城下尊之さん、岸部さんは「本当はケチじゃない」スタッフ100人にうな重

 グループサウンズ、ザ・タイガースのメンバーで、テレビの司会者や俳優としても親しまれたタレント、岸部四郎(きしべ・しろう)さんが8月28日午前4時33分、拡張型心筋症による急性心不全のため千葉県内の病院で死去していたことが15日、分かった。
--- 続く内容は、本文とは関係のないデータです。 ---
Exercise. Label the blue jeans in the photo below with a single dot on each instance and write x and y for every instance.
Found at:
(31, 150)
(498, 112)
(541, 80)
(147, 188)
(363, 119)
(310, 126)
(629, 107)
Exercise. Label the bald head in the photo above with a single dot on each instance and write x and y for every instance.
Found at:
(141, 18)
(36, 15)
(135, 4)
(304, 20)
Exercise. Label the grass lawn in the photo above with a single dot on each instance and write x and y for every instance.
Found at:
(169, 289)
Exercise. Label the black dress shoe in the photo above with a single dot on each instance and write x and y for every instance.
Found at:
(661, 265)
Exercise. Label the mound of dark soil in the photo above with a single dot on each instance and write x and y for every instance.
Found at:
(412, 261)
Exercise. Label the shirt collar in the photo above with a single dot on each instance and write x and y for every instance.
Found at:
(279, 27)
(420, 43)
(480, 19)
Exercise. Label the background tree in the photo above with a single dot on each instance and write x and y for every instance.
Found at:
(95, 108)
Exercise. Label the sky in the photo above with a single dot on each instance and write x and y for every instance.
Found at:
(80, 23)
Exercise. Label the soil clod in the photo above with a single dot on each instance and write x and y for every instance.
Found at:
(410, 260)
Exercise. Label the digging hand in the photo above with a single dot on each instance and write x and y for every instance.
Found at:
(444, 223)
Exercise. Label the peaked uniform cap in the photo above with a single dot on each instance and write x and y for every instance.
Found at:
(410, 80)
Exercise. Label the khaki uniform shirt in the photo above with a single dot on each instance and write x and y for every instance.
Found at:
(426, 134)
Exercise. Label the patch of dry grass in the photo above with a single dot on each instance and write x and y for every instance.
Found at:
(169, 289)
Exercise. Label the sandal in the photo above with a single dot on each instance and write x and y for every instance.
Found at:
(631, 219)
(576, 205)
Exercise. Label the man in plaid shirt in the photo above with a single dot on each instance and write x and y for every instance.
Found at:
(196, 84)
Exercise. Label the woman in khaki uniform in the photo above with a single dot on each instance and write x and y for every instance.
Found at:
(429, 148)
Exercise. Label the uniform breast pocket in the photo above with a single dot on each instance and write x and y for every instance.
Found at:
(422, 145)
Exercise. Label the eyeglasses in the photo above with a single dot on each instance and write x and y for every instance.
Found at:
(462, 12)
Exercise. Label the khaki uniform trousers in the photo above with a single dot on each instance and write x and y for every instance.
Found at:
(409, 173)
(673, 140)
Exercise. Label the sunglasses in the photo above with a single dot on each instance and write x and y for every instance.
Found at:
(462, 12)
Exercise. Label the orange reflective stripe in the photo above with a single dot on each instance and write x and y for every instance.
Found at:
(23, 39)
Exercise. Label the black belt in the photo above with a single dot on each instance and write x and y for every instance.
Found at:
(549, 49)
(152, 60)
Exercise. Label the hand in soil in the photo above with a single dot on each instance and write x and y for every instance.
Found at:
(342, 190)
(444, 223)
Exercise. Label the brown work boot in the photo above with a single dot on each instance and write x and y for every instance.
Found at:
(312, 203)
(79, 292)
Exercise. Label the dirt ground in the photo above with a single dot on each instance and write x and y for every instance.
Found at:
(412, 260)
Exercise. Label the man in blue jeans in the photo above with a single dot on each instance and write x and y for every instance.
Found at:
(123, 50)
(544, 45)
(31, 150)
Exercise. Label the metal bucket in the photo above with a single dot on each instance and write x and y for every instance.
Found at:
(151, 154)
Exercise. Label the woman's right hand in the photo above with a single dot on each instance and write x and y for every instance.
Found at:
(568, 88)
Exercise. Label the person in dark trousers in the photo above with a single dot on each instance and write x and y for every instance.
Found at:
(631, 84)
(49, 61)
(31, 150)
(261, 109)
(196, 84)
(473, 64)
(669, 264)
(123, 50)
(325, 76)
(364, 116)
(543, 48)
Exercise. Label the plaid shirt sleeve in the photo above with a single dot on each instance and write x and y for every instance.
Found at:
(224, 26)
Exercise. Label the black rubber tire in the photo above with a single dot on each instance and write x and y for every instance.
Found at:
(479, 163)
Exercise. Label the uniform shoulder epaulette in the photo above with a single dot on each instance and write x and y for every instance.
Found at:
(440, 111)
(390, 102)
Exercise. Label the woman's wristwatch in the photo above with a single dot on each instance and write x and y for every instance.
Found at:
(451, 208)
71歳だった。

 岸部さんが司会を務めた日本テレビ系「ルックルックこんにちは」で共演した芸能リポーター、城下尊之さん(64)は何度となくデビュー当時のエピソードを聞かされた。

 「俺、全然楽器できへんかったもんな。でも、メンバーに入って翌日から女の子にもてた。それぐらいタイガースの人気はすごかった」

 1969年にギター、加橋かつみ(72)の脱退で加入。「留学というと聞こえはいいけど、アメリカで遊んでたとき兄貴(岸部一徳、73)に呼び戻されて。ギターは弾けないし、タンバリンをたたいてたけど、自信がないからシンバルの部分にセロハンテープを貼って、音が出ないようにしてごまかしていた」。酒席をともにするたびに、面白おかしく思い出話をしてくれたという。

 芸能界では倹約家として知られたが、85年に最初の妻と離婚し慰謝料と2人の子供の養育費を一括払いしたため、多額の借金を背負ったからだった。「本当はケチじゃない。番組の全体会議で100人のスタッフ全員にうな重をふるまってくれたこともあった」と城下さん。「ただ、毎朝テレビに出ているから高利貸がたくさんお金を貸してくれる。それで借金が膨らんだんです」。